I’m a working mother. Not only that, but I work A LOT. My job is very demanding, and I spend a decent amount of time travelling.
At this point many of you are probably asking “why?” or “is it worth it?”
My response to that is simply “I don’t know”. I can say that after prayerful discernment, I do believe this is what Jesus is calling me to do right now. It is the way in which I can best serve my family.
I have an amazing husband, who’s husband talents are only rivaled by his father talents. We have 3 children, ages 9, 6, 4. Between soccer, baseball, dance, preparing dinner, getting homework done, and making sure they aren’t the stinky kids in class, he stays quite busy. Oh, and did I mention he works full time as well?
Part of how I try to maintain sanity in this crazy world is spending time with my family. It took me a while to realize that going to the grocery store and Home Depot as a family was quantity time, but not really quality time. I realized I wasn’t connecting with my children in a way that allowed them to discuss the things on their sweet little minds.
Enter Baby Dating.
I decided it was time to set aside one-on-one time with each of my children and to make it a priority. My husband and I set realistic goals to spend time in a one-on-one setting with each of our children. We put it on the calendar. The cadence that worked for us was every other week. We’d rotate through each of our children and then switch.
With three this works out to dedicated time every 8 weeks. It doesn’t mean that this is the only alone time we spend with a particular child, it is just that this is set aside as “special time.”
Our children cherish this time and look forward to it with joyful anticipation.
Activities have included drinks, cake pops, and board games at Starbucks, ice skating, putt putt golf, dinner out, baseball or basketball games, etc.. We avoid things like going to the movies where we don’t really have a chance to have deep conversation (an exception being trips to the adoration chapel together).

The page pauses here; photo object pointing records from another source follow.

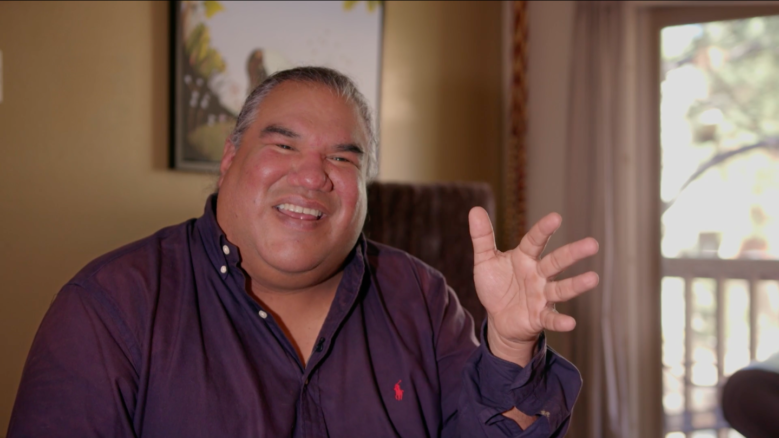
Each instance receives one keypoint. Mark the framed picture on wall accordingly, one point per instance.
(223, 49)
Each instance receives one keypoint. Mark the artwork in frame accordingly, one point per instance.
(223, 49)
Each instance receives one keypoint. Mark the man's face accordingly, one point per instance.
(292, 196)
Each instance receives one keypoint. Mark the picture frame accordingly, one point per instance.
(221, 50)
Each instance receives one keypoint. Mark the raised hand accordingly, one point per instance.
(517, 287)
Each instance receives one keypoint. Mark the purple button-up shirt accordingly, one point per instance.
(160, 339)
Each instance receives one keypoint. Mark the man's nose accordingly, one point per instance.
(310, 173)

During these baby dates we learn things about our children I don’t think we would have otherwise. They seem to open up like a morning glory on a dewy summer morning. They share whatever is on their minds. Things they are struggling with, what’s going on at school, their hopes and dreams about their future. These conversations are so precious and important for staying connected to my children as they head full on into their teenage years.
My advice, date your babies. They won’t be babies for long.